Short answer: there is no identity. Here is the logic.

Firstly, it's always advisable to determine the domain of the functions on both sides of the equation.

On the left the restriction is $\csc \left(x\right)$ exists and $\csc \left(x\right) \ne 0$. Since $\csc \left(x\right) = \frac{1}{\sin} \left(x\right)$ (by definition), existence of $\csc \left(x\right)$ means $\sin \left(x\right) \ne 0$ or $x \ne \pi \cdot N$. Also notice that $\csc \left(x\right)$ never equal to zero.

On the right we need: $\cot \left(x\right)$ should exist and $\cot \left(x\right) \ne 0$.
Since $\cot \left(x\right) = \cos \frac{x}{\sin} \left(x\right)$ (by definition), its existence means $\sin \left(x\right) \ne 0$, that is $x \ne \pi \cdot N$, and not being equal to zero means $\cos \left(x\right) \ne 0$, that is $x \ne \frac{\pi}{2} + \pi \cdot N$.
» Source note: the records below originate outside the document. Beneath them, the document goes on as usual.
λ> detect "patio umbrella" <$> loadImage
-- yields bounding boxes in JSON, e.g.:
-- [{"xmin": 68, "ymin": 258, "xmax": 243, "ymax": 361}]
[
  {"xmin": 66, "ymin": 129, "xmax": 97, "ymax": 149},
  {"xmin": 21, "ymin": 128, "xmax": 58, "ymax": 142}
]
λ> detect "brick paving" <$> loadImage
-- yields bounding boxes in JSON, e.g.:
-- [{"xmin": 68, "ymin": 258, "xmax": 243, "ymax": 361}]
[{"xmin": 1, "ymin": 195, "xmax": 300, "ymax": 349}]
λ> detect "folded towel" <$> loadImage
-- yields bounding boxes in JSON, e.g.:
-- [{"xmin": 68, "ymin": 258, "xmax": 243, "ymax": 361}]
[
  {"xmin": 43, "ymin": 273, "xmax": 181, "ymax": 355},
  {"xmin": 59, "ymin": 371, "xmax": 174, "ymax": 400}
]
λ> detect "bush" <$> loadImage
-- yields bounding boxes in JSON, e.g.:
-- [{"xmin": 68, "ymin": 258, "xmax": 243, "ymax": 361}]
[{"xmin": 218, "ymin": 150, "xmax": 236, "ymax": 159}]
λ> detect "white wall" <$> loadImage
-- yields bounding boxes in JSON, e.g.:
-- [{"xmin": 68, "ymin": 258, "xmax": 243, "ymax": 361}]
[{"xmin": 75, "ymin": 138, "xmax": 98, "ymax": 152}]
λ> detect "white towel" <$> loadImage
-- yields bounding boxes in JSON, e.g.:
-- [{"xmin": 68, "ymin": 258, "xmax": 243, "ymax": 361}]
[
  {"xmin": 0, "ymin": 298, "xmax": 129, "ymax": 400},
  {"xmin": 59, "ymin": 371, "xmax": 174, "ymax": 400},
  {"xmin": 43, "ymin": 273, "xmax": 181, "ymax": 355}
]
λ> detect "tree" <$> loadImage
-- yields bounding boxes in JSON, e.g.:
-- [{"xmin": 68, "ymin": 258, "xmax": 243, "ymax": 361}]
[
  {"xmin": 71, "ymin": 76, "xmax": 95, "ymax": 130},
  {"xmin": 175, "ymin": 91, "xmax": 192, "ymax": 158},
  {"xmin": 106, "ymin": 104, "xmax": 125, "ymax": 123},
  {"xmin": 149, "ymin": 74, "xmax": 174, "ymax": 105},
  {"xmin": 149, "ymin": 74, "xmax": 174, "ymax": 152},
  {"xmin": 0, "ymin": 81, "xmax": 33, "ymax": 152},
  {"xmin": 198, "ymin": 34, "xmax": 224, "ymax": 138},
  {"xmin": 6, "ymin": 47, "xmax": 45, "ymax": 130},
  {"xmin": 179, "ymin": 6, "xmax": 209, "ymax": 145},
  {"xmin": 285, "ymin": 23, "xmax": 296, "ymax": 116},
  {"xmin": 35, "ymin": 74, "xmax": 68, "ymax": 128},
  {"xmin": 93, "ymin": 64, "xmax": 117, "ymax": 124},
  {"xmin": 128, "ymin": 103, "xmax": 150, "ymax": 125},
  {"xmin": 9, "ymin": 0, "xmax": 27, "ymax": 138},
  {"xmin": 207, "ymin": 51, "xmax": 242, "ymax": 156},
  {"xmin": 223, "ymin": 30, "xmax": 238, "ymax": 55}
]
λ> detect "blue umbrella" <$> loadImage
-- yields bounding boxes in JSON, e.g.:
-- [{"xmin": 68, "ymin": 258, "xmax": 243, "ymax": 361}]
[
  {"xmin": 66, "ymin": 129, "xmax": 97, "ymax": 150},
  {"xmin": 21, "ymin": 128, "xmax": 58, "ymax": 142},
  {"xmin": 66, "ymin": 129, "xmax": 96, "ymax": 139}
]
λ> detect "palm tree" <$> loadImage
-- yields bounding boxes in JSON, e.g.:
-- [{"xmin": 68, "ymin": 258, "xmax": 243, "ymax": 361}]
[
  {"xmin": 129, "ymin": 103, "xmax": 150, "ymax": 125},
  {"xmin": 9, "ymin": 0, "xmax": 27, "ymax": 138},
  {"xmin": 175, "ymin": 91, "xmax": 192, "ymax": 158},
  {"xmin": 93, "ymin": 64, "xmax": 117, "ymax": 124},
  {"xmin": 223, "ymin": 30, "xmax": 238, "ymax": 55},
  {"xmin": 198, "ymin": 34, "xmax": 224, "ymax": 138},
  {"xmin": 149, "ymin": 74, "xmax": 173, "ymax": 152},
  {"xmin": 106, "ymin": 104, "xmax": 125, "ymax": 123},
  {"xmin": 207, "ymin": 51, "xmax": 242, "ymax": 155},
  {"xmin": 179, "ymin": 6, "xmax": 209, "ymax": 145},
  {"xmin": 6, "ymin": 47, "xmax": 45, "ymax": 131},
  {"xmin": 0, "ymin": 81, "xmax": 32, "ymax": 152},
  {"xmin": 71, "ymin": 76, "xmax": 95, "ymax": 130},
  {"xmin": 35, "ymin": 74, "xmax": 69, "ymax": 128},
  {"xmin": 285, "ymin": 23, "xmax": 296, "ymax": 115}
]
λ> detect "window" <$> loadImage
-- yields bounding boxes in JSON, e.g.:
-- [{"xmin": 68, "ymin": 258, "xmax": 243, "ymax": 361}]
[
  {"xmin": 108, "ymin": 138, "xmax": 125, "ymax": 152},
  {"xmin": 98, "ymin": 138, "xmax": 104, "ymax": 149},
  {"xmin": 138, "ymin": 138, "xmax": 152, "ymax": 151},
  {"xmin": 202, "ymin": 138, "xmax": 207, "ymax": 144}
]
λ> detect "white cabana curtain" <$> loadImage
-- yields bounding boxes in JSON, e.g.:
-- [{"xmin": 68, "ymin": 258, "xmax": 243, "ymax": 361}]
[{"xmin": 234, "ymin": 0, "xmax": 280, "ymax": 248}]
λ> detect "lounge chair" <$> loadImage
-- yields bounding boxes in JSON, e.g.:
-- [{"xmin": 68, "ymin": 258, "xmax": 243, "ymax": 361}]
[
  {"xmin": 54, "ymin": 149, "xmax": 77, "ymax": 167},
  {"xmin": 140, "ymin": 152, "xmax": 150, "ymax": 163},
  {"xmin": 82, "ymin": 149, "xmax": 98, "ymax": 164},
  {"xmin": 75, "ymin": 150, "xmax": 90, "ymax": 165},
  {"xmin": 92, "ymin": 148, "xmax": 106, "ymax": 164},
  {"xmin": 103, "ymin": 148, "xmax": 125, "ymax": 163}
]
Before going any further, it makes sense to check if the identity is true for some simple case. Let's say, $x = \frac{\pi}{4}$ (that is, ${45}^{0}$).
In this case
$\sin \left(x\right) = \cos \left(x\right) = \frac{\sqrt{2}}{2}$;
$\tan \left(x\right) = \cot \left(x\right) = 1$.
Therefore, the left side evaluates to
$\left(\frac{\sqrt{2}}{2}\right) : \left(\frac{2}{\sqrt{2}}\right) - 1 = - \frac{1}{2}$
The right side evaluates to
$\frac{\sqrt{2}}{2} + \frac{1}{1} ^ 2 = \frac{\sqrt{2}}{2} + 1$

Obviously, these two expressions are not equal to each other for this particular value of $x = \frac{\pi}{4}$. So, there is no general equality between them.